Por: Maximiliano Catalisano
Hay días en que el aula se convierte en mucho más que un lugar de clases. Se transforma en un espacio donde las emociones laten fuerte, donde una mirada puede decir más que una palabra y donde, sin darnos cuenta, también se aprende a sentir. Reconocer esta dimensión emocional dentro del aula no solo enriquece la enseñanza, sino que fortalece los vínculos, habilita la confianza y da lugar a experiencias que marcan la trayectoria escolar de los estudiantes.
El aula puede ser un espacio seguro para expresar lo que nos pasa. Cuando los estudiantes sienten que pueden hablar sin ser juzgados, cuando se abren canales para compartir preocupaciones, miedos o alegrías, se crea un clima donde el aprendizaje fluye de otra manera. No se trata de hacer terapia en clase, sino de entender que enseñar también implica acompañar, estar atentos, escuchar y generar momentos donde lo emocional tenga un lugar posible.
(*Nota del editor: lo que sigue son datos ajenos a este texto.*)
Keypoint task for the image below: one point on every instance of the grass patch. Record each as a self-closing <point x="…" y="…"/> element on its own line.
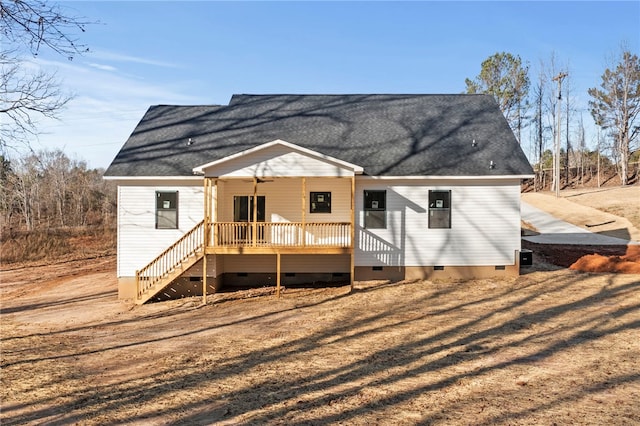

Algunas prácticas ayudan a construir este clima: empezar la jornada con una ronda de palabras breves, registrar cómo nos sentimos con una dinámica visual o permitir que ciertos trabajos integren lo personal. También es importante el modo en que se resuelven los conflictos, cómo se maneja el error, la espera, el desacuerdo. Cada gesto docente comunica. Cada decisión puede reforzar o bloquear la expresión emocional.
La presencia de lo emocional no interfiere en el aprendizaje. Al contrario: lo potencia. Un alumno que se siente bien tratado y contenido está más dispuesto a participar, a preguntar, a intentar. Y lo mismo sucede con los docentes. La escuela también necesita cuidarse a sí misma, abrir espacios de diálogo, de escucha entre adultos, para acompañar desde un lugar genuino.
Trabajar con las emociones en el aula no exige grandes cambios de contenidos ni incorporar técnicas complejas. A veces, alcanza con sostener la palabra, dar lugar a la pausa o mirar al otro sin apuro. Lo importante es hacerlo desde lo humano, sabiendo que cada gesto importa y que cada emoción reconocida también educa.